ECB President Mario Draghi has said he’s prepared to do whatever it takes to defend the euro, including cutting interest rates and making low-cost loans available to banks, the latter tool known as a long-term refinancing operation that aims to spur lending.

Bond yields have soared to over 7.7 percent in Spanish government debt auctions recently, well above a 7 percent threshold deemed unsustainable by the markets, suggesting that investors feel the country needs a bail out.

Calls for ECB action are growing.

Still, Zoellick says, structural reforms are needed that pay down debts while fostering as much growth as possible.

“Monetary policy fundamentally buys time. It doesn’t deal with the fundamentals,” Zoellick tells CNBC.

“They have to make reforms. The Germans are right, they (Spain and Italy) have to fix their fiscal situation, but also structural reforms for competitiveness,” he adds.

Other proposals aiming to keep financing available for debt-ridden southern European countries include making more rescue funding available from the continent’s bailout fund, the European Stability Mechanism, as well as the issue of a single bond backed by all eurozone nations, known widely as a Euro Bond.

Germany has resisted the idea of participating in a single bond issue on the notion that it would be asking its taxpayers to shoulder debt burdens of other countries and raise interest rates at home.

The United States, meanwhile, is in little position to help, as it is facing a sharp fiscal adjustment at home.

At the end of the year, tax breaks are scheduled to expire while automatic cuts to fiscal spending kick in, a combination known as the fiscal cliff, which could send the country back into recession in 2013.

“The tendency is to kick the can down the path and maintain the status quo through inaction.

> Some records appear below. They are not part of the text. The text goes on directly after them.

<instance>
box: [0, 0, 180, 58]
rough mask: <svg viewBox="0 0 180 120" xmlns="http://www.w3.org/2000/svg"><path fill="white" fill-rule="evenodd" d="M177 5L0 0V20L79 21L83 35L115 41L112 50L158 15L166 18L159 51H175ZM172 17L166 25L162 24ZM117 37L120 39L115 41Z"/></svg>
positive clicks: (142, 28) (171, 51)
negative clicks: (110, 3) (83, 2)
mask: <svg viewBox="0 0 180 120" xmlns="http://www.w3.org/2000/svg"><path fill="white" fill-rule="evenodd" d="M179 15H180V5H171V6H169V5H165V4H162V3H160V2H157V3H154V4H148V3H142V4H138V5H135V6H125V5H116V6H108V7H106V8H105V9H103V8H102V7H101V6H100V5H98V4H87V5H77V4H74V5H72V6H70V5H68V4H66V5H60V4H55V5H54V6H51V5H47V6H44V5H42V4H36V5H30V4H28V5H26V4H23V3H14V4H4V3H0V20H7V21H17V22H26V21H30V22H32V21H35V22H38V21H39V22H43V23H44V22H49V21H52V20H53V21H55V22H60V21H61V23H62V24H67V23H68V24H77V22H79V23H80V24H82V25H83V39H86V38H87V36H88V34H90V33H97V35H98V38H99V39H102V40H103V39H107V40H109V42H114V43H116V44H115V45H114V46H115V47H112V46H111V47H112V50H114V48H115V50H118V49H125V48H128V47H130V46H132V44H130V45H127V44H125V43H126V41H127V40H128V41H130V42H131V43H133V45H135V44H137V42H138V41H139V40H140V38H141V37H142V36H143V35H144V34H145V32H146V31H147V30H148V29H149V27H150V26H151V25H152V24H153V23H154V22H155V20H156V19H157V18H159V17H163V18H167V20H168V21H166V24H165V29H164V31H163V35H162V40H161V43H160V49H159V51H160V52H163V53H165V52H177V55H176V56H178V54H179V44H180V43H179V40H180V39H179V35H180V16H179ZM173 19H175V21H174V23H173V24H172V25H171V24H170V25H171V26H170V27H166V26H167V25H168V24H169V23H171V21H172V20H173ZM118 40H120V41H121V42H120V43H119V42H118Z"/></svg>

That won’t work this time,” Zoellick says regarding the looming fiscal cliff.

“There’s over a trillion dollars in spending cuts that will be made in defense and non-defense unless you act,” he explains.

The European debt crisis has seriously hampered business for many global companies, including those based in the United States and elsewhere, such as in Brazil and China.

“The new reality is that this world is not in a normal growth mode,” Dow Chemical Chief Executive Officer Andrew Liveris said recently, according to The Associated Press.

“And it does not appear that we will see this for at least 12 to 24 months,” he noted.

Other CEOs have voiced similar concerns.

“The steady drumbeat of negative news emanating out of Europe is certainly having an impact,” Royal Caribbean CEO Richard Fain said, the AP reported.